[Novalug] Sample shell code...
Angelo Bertolli
angelo at freeshell.org
Fri Feb 23 14:19:06 EST 2007
Beartooth wrote:
> On Thu, 22 Feb 2007, Kevin Dwyer wrote:
>
>> On Thu, Feb 22, 2007 at 03:32:22PM -0800, Beartooth wrote:
>>> Urkkk! That's WhatsitDo5 -- and I'm back to
>>>
>>> [btth at localhost ~]$ ./WhatsitDo5
>>> bash: ./WhatsitDo5: Permission denied
>>> [btth at localhost ~]$
>>
>> If you wish to execute a script, you should permit the script to be
>> executed.
>
> This is true of scripts in general, then? And, by implication, any
> linux knows a script when it sees one, and that's why ownership alone
> does not enable it? The things youss guyss's fingers've known so long
> you need not think of them any more must be legion ...
Hmm? I don't follow. Why would ownership of a file imply that the shell
you're using should try to execute commands in that file? I agree, if
the file starts with something like #!/bin/bash, your shell could just
assume it's executable, but that's not a good policy. It's better to be
explicit about the things you want to make executable.
>> Assuming a recent version of chmod:
>>
>> chmod u+x ./WhatsitDo5
>>
>> Translation: "Allow the owner of the file ./WhatsitDo5 to execute it"
>
> I tried it first with plain "chmod +x" and it ran. What does the "u" do?
One (my preferred) way to use chmod is like chmod
[u,g,o,a][+,-][r,w,x,X,s] filename. It lets you change for user, group,
other, or all, turning on or off the read, write, execute bits.

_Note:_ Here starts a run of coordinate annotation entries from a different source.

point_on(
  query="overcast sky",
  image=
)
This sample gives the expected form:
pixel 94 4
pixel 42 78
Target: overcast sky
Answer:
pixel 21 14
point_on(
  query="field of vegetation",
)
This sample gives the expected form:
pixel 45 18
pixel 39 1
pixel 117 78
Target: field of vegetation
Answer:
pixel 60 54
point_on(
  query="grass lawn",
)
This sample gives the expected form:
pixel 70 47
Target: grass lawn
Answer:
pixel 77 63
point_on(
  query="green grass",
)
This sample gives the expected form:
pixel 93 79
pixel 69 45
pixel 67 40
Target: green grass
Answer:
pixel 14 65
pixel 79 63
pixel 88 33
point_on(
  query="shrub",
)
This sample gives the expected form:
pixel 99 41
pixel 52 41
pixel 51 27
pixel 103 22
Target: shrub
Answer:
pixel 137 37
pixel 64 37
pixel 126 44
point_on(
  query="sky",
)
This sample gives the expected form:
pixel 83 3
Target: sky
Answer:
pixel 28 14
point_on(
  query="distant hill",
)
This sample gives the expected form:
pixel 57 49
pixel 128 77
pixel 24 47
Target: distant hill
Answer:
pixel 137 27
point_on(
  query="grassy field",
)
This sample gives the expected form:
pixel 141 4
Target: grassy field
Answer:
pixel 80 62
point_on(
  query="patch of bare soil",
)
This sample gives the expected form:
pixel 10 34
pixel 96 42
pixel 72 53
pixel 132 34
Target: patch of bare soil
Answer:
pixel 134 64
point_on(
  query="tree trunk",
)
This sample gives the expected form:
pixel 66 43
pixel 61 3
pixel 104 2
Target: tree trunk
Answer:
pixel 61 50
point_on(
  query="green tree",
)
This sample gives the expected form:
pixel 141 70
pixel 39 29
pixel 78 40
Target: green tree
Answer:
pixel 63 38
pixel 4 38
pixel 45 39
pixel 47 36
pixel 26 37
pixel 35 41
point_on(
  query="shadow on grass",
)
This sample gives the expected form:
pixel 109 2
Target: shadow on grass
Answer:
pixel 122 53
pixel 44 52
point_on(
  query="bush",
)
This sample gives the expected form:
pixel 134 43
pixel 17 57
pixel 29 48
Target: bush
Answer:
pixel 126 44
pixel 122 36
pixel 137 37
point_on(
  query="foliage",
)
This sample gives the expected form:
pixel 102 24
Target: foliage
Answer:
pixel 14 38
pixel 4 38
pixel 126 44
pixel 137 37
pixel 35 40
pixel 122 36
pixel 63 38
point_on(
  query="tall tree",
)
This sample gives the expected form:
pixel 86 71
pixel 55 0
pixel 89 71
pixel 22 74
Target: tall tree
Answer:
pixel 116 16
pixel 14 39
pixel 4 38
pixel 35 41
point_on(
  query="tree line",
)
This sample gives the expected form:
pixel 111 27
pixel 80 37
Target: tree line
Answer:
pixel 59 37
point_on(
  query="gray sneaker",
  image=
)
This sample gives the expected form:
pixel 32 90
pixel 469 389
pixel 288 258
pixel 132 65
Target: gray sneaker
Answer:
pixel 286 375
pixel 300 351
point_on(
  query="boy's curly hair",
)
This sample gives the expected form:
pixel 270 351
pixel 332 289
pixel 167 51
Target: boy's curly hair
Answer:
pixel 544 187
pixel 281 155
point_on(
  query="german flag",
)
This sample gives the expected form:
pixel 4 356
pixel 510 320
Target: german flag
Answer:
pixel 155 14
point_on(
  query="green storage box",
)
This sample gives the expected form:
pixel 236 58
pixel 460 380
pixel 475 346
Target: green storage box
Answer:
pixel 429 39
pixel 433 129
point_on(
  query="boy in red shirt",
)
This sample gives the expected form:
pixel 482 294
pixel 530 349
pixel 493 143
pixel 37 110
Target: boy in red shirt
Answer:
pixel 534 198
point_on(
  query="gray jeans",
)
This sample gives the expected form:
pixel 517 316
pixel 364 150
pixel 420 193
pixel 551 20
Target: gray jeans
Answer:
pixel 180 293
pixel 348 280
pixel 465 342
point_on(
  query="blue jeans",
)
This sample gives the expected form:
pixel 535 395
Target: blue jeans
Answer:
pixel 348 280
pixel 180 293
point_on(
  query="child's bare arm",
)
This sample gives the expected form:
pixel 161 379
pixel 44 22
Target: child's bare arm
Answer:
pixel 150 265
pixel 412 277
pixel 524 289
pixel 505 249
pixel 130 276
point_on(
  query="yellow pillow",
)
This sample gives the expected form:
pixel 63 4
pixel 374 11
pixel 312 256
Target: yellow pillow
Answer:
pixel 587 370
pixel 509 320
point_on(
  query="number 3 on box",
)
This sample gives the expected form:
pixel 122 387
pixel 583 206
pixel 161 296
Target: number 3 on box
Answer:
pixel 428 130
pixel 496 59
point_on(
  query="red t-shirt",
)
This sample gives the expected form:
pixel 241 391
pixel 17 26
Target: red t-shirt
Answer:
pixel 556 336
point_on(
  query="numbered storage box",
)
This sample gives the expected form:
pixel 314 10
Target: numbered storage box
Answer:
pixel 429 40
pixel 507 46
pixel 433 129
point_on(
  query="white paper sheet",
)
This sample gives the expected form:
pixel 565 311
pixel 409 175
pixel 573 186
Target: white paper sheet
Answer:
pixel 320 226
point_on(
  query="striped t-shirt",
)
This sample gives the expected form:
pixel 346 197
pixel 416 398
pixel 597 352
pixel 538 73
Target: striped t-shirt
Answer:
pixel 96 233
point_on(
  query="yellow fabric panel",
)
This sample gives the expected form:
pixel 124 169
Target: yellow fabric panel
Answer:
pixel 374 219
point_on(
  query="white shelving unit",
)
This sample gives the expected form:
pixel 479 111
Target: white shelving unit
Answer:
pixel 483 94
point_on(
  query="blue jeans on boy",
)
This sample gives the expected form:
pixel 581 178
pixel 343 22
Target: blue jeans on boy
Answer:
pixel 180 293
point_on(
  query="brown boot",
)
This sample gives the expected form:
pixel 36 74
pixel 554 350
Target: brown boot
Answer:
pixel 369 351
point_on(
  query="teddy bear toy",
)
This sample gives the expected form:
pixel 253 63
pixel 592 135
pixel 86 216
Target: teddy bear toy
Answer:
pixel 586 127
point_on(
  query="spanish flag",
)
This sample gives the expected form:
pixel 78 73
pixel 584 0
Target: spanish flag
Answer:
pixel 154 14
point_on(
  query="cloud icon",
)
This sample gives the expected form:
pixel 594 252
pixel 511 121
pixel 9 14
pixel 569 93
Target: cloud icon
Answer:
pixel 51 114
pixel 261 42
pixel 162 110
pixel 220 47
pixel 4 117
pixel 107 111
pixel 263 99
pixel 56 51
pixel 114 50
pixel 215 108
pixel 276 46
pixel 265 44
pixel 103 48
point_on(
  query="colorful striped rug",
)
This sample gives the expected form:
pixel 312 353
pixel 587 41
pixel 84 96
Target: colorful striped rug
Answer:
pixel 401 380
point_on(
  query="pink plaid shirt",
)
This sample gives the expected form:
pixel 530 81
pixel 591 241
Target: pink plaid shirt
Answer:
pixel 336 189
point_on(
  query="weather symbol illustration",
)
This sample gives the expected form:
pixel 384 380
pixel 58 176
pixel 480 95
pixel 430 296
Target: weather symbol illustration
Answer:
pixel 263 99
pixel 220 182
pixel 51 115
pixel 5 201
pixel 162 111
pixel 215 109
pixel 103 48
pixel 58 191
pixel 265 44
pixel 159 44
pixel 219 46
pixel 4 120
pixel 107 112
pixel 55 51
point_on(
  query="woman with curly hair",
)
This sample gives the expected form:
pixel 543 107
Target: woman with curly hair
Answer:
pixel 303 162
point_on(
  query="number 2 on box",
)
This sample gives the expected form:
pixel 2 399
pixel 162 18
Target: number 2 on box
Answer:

Also, I think since we're talking about this, it's really really
important to mention that people never ever use chmod -r, instead using
chmod -R for recursive changes. I have absolutely NO IDEA why chmod -r
includes the .. directory! No other command I know of does this, and it
seem so incredibly stupid and dangerous. Also, what is the point? Why on
earth would recursion simply just do every file on the system?